Your child’s head feels warm. You check again with your cheek, and you soon discover with the use of a thermometer that your child does in fact have a fever. What you do next is usually a personal decision. Here are some things to consider.
Fever Reducers can Often Mask Other Symptoms
Unless the fever is high enough to consider a visit to the Emergency Room, sometimes it is best practice to hold off on the fever reducers in order to see what else happens. For example, Timmy wakes up with a fever and no other symptoms. Mom waits to soon discover her little Timmy has a sore throat. She takes him to the doctor, and he has strep throat. Had she treated the fever, Timmy may not have noticed his sore throat, prolonging treatment and increasing spread.
Motrin or Tylenol?
Studies have shown both are just as effective as the other; however, some people swear one works better than the other. Sometimes it is that way for a child, but each child is a little different, so go by what works with your child as opposed to other people’s testimony.
Acetaminophen (Tylenol) is a little more gentle on the stomach, but it is more widespread in other products, so read all the active ingredients of all the medication you give your child to make sure you don’t accidentally overdose your child.
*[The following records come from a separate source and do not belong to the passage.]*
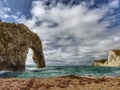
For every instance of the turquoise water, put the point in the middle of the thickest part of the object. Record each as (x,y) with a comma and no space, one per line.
(32,72)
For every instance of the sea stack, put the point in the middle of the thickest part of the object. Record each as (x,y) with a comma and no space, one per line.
(113,59)
(15,39)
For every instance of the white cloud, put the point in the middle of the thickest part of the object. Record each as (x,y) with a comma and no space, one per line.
(79,36)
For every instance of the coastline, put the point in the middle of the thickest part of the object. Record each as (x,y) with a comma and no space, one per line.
(70,82)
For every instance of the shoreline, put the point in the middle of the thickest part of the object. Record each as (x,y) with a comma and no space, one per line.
(70,82)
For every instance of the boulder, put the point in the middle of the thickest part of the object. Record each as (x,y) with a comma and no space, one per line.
(15,39)
(113,59)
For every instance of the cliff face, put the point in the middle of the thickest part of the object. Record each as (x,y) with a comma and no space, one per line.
(113,59)
(15,39)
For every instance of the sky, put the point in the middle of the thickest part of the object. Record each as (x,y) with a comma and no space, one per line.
(73,32)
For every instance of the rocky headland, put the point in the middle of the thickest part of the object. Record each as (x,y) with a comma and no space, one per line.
(113,59)
(15,39)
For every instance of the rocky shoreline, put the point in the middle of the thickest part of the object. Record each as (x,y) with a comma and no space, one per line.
(70,82)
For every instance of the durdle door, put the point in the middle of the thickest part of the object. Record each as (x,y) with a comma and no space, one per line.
(15,39)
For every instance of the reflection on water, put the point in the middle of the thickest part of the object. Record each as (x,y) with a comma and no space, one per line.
(32,72)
Acetaminophen is one of the most popular drugs in overdose deaths and acute liver failure. Possibly, people underestimate the toxicity of this drug.
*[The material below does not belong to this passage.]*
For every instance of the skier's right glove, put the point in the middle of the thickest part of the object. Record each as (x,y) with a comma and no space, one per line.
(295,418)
Ibuprofen (Motrin, Advil) can be a little harsher on the stomach than acetaminophen, but it generally last a little longer. While many overdoses occur, the overdose deaths are not as frequent as with acetaminophen.
Some people flip flop both, especially for high fevers and pain purposes. If you go that route, make sure you document accurately doses, drug, and time of dose so as not to accidentally overdose.